Five Africans who slayed 2017

27th December 2017 BY Amanda Masuku

As the year is coming to an end, a lot of reflection is taking place. Admittedly, there haven’t been as many negative recollections of 2017 by people online as there were for the year 2016 so it’s reasonable to assume that everyone had a pretty decent year. The following people, however, seem to have been winning all year round and shining a positive light on Africa. In no particular order, here are five Africans who have slayed the year 2017 and made us proud to be African:

All Zimbabweans

For years (30 to be exact), Zimbabweans were under the rule of former president Robert Mugabe. In the 30 years he was in power, Zimbabwe went from being known as “the breadbasket of Africa” to a country that couldn’t even use their own currency. On November 21 2017, all this came to an end. After a week of military control and the people of Zimbabwe joining forces, Robert Mugabe finally resigned. As amazing as it is to take down a dictator, that’s not the best part of the story. Zimbabweans managed to go through this entire process without a single incident of violence which is unheard of in the history of uhm…ever! Not only did Zimbabweans show the world that by standing in unity, all things are possible, they also set a precedent on solving major political issues without violence.

The Nigerian women’s bobsled team (Seun Adigun, Ngozi Onwumere and Akuoma Omeoga)

These three ladies made us proud this year by qualifying for the winter Olympics. As if that isn’t an achievement in itself, the ladies are the first African athletes to qualify for bobsledding in the Olympics and also the first Nigerians to ever compete in winter Olympics. Representing a country that averages at a climate of 32 degrees Celsius (90 degrees Fahrenheit) for most of the year, qualifying for a winter sport is nothing short of amazing! If this isn’t proof that you can do anything you put your mind to then I’m not quite sure what is. Be sure to look out for these ladies during the South Korea winter Olympics in February of 2018.

Nancy Abu-Bonsrah

Nancy Abu-Bonsrah made history this year as the first black woman ever to gain a residency at the prestigious John Hopkins hospital in their neurosurgery department. Nancy, a 26-year-old Ghanaian woman, is one of only five people to be accepted for this program. In an interview with CNN, Nancy was quoted saying “I hope to be able to go back to Ghana over the course of my career to help in building sustainable surgical infrastructure”. She’s the perfect example of Africans going out into the world to gain knowledge that they can bring back to build a better, brighter future for the African continent. Nancy’s success is a win for the continent in more ways than one, it also shows children all over Africa that they can go out into the world, compete with the world and come out on top.

Patrick E. Ngowi

At the tender age of 15, Patrick E. Ngowi established Helvetic Group, a company which focuses on clean energy investment. The Tanzanian teen (at the time) saw a shortage in alternative energy not only in his own country but in Africa, this sparked what has now become a group of diversified companies and has been nothing but a success ever since. In the year 2017, Helvetic Solar Contractors has installed more than 2,000 solar water heating systems in government institutions and several UN projects including schools, hospitals and hotels. This is in addition to several solar power contracts the company is executing in other East African countries such as Kenya, Uganda and Rwanda. With the entire world trying to find alternative ways to produce energy, it’s great to have people like Patrick leading such innovations in Africa.

Miss Universe 2017 (Demi-Leigh Nel-Peters)
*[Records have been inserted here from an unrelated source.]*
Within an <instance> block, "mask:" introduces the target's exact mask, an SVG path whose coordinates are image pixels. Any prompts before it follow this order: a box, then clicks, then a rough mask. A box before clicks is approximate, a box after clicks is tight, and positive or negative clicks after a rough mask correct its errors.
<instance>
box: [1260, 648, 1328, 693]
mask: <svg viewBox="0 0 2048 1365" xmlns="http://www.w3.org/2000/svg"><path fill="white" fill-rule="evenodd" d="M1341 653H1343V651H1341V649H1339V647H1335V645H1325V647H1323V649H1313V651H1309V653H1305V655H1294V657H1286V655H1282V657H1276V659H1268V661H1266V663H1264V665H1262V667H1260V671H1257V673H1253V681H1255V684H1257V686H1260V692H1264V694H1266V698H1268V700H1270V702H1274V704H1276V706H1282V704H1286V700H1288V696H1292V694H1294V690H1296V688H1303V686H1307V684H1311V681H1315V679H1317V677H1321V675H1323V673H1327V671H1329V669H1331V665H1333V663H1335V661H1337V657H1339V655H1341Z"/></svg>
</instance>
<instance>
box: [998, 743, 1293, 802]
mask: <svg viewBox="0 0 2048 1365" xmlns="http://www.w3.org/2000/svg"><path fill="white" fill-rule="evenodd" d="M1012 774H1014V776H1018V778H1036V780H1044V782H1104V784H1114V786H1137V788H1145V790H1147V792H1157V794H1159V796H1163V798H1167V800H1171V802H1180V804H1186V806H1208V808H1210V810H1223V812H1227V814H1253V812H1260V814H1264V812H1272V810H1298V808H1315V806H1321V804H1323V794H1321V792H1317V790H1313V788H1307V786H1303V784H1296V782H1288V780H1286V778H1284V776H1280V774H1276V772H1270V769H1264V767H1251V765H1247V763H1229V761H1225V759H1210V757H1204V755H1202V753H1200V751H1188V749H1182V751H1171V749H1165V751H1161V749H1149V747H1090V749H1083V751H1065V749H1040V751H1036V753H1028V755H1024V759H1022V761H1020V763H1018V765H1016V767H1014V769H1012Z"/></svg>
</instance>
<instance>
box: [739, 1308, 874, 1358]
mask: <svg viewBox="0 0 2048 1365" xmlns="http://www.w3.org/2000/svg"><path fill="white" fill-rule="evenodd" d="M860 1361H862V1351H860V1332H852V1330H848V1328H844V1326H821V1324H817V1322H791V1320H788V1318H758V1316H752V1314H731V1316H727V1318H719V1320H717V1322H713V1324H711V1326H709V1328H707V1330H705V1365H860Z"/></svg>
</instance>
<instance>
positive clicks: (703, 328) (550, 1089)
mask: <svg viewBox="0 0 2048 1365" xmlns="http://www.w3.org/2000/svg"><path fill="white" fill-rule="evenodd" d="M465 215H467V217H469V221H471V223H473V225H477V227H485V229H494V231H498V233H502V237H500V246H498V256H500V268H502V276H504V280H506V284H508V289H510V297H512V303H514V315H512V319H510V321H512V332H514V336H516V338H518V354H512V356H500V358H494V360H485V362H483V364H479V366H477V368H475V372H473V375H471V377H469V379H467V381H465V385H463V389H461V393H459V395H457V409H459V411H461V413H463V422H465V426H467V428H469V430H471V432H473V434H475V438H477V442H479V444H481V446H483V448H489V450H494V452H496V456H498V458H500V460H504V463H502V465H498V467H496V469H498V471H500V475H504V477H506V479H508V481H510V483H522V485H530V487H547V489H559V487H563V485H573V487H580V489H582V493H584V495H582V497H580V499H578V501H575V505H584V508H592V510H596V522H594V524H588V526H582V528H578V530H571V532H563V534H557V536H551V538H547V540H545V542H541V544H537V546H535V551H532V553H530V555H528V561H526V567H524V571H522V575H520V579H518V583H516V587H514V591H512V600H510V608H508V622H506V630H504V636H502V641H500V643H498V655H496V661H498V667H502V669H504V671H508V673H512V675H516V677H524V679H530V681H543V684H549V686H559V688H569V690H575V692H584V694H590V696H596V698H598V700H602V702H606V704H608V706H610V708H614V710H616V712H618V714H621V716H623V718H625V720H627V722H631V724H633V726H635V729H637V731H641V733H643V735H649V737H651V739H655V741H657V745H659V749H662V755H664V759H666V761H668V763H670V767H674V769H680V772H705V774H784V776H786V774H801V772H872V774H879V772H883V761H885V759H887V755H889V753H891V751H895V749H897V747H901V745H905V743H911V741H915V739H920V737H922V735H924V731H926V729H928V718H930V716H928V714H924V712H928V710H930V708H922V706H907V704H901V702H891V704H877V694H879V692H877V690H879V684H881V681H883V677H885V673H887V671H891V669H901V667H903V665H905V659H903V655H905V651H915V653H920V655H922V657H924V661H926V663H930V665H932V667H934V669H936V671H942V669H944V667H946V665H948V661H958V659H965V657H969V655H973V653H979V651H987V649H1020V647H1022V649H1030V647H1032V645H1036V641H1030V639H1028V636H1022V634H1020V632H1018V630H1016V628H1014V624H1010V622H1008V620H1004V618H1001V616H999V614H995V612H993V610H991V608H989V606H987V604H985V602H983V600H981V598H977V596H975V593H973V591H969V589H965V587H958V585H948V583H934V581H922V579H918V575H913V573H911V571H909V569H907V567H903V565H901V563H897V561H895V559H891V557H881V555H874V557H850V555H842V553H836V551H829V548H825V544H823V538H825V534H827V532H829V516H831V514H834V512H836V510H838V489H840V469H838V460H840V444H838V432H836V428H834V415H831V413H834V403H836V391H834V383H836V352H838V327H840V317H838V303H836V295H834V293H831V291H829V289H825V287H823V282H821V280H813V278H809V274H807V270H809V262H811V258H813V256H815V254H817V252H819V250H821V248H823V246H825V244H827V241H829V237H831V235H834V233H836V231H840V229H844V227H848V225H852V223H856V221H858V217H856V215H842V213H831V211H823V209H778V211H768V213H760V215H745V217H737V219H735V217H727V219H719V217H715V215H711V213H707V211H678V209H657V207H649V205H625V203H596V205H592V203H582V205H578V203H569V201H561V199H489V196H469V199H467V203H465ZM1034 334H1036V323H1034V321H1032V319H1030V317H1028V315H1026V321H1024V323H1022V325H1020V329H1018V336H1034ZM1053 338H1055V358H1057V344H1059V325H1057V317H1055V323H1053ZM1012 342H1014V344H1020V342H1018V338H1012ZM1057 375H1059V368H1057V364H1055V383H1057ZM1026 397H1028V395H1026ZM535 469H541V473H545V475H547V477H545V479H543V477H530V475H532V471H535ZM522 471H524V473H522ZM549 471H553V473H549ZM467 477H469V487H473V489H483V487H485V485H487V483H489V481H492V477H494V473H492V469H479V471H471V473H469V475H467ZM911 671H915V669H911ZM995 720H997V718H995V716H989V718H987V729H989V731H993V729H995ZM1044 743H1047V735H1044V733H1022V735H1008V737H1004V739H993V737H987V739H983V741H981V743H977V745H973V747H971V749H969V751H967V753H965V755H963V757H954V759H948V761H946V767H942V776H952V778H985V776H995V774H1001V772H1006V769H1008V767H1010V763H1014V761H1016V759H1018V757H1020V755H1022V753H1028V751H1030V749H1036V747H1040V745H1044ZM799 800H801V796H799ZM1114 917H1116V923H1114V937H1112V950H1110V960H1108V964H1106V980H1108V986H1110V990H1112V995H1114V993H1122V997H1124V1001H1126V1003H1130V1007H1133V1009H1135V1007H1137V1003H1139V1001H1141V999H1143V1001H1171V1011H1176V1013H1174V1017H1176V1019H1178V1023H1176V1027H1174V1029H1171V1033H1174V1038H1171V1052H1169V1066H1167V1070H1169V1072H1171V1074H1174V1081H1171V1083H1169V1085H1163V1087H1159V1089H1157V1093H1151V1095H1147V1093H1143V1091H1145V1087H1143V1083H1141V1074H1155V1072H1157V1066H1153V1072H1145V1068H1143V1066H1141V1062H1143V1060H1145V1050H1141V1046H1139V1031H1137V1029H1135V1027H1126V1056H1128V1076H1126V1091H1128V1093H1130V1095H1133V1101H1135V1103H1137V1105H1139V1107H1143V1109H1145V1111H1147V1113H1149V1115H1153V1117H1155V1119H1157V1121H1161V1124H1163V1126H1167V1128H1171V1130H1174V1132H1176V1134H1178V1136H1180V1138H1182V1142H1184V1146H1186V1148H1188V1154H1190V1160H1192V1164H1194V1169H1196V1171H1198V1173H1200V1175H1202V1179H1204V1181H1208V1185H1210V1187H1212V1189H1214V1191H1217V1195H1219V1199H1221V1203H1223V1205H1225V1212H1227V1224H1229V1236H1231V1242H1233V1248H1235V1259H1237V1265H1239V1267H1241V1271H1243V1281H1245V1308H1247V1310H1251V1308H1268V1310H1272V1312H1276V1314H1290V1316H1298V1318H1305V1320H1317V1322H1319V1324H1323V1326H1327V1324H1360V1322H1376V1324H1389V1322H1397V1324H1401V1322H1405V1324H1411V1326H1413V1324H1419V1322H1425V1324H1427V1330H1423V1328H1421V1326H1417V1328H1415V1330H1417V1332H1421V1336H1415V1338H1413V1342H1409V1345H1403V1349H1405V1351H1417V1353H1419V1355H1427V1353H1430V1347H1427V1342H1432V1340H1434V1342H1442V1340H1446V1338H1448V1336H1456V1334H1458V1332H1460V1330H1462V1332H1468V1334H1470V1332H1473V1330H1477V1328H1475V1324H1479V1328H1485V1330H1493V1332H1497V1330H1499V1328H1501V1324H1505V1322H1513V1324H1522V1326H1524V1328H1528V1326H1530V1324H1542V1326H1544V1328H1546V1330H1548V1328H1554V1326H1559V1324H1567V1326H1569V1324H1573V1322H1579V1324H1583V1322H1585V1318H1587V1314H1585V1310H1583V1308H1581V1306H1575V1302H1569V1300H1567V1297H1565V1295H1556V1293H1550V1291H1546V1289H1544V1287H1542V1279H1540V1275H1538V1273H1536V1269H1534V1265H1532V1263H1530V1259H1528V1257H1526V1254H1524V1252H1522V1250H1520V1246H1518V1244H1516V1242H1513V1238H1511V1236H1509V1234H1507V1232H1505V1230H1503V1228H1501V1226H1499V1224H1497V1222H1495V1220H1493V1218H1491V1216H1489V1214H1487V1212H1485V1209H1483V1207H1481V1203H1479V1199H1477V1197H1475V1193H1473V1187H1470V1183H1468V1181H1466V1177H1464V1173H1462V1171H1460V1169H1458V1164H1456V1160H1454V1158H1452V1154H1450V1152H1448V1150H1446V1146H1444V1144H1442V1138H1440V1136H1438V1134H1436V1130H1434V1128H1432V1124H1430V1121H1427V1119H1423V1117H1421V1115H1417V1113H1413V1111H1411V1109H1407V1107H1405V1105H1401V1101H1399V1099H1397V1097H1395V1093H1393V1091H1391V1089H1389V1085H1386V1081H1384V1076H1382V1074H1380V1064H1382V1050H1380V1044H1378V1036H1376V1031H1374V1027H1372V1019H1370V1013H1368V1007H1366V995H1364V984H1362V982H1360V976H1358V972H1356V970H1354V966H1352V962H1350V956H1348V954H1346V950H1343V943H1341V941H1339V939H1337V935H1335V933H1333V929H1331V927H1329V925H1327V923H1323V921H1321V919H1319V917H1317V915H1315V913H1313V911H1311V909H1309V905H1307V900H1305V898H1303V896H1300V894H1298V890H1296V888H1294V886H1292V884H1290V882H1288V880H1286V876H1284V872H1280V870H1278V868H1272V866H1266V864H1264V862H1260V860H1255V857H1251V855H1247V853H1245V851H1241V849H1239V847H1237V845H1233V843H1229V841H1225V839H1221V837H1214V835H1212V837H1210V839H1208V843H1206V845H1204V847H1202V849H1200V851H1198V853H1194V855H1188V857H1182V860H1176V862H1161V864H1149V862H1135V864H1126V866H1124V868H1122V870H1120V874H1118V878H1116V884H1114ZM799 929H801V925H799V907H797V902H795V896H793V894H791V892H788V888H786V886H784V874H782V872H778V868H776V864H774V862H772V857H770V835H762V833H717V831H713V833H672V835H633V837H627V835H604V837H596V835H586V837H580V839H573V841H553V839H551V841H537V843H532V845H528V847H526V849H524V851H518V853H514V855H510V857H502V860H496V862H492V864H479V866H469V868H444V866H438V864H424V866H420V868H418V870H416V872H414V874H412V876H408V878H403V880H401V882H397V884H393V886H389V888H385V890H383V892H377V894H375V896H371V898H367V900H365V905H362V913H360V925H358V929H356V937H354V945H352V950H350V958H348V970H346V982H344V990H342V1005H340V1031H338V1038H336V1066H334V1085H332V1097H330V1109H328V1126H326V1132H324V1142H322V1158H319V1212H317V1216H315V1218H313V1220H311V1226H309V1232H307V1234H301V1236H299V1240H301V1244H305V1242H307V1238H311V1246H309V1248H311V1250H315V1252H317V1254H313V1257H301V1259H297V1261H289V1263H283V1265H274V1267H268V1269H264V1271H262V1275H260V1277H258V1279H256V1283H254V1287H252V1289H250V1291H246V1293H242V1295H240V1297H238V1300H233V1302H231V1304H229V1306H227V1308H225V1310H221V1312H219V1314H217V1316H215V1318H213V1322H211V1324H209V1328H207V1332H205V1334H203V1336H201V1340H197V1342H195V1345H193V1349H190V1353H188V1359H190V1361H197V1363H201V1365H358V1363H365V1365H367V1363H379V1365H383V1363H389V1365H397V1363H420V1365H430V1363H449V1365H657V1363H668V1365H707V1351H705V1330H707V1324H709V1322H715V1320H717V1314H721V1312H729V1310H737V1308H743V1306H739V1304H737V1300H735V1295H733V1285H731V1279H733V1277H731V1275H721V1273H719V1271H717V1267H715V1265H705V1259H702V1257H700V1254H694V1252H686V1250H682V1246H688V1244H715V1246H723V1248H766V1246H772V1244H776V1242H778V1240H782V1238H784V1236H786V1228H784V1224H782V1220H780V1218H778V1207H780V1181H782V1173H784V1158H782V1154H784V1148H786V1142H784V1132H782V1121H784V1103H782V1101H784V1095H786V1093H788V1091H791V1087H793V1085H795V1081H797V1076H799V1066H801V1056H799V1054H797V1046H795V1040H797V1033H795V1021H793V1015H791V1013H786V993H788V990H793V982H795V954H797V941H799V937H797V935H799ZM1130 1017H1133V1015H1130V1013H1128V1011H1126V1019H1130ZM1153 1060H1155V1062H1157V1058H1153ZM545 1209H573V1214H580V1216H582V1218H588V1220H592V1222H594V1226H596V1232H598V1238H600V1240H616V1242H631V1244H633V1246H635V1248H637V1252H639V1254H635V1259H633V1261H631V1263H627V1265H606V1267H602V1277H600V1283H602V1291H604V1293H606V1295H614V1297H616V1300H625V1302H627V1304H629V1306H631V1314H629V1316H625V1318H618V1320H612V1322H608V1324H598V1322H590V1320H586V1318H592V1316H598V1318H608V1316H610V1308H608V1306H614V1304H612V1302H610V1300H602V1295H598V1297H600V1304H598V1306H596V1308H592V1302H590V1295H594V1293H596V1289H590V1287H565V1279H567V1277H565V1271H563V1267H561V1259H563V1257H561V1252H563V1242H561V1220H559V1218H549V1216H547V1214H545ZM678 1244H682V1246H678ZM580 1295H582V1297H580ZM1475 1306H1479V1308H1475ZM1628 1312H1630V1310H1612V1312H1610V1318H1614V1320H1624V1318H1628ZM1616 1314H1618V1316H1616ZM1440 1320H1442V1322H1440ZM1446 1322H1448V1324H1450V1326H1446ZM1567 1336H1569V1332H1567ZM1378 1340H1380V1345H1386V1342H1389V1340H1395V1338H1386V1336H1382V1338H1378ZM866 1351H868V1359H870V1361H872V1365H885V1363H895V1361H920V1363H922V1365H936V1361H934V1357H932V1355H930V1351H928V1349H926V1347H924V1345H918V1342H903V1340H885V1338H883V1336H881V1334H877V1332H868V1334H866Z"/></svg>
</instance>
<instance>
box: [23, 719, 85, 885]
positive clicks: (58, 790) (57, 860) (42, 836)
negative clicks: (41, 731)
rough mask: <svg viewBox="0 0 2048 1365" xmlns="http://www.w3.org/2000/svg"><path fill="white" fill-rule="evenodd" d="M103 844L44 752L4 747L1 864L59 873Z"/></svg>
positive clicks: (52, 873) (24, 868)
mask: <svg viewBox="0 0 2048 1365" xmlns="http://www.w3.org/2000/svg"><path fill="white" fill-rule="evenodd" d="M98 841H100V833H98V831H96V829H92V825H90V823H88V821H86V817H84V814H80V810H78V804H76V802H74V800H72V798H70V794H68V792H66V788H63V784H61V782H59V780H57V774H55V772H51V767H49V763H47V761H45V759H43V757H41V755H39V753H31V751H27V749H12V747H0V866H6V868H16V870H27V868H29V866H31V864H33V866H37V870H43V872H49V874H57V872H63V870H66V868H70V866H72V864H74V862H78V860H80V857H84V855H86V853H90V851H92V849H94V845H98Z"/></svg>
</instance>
This South African beauty queen represented us well at the Miss Universe pageant in Las Vegas this year. Although the pageant took place in November of 2017, she’ll be serving as Miss Universe throughout the year 2018. Out of 92 countries and territories that participated, Miss South Africa came out on top.  Demi is a 22-year-old lady who is now the second South African contestant to receive the Miss Universe title. One of the questions she was asked in the final round was “What quality in yourself are you most proud of and how will you apply that quality to your time as Miss Universe?” To which she replied:

As Miss Universe, you have to be confident in who you are as an individual. And Miss Universe is a woman that has overcome many fears and by that, she is able to help other women to overcome their fears. She is a woman that nothing is ever too much to ask for and I think that is exactly who I am

Having a strong young woman with beauty and brains representing not only our country but the African continent is something we can definitely pride ourselves in.

All these people have shown us and the world that anything is possible no matter where you’re from. They’re great role models for people in our continent and hopefully will spark the light in another African child to go out there and conquer the world!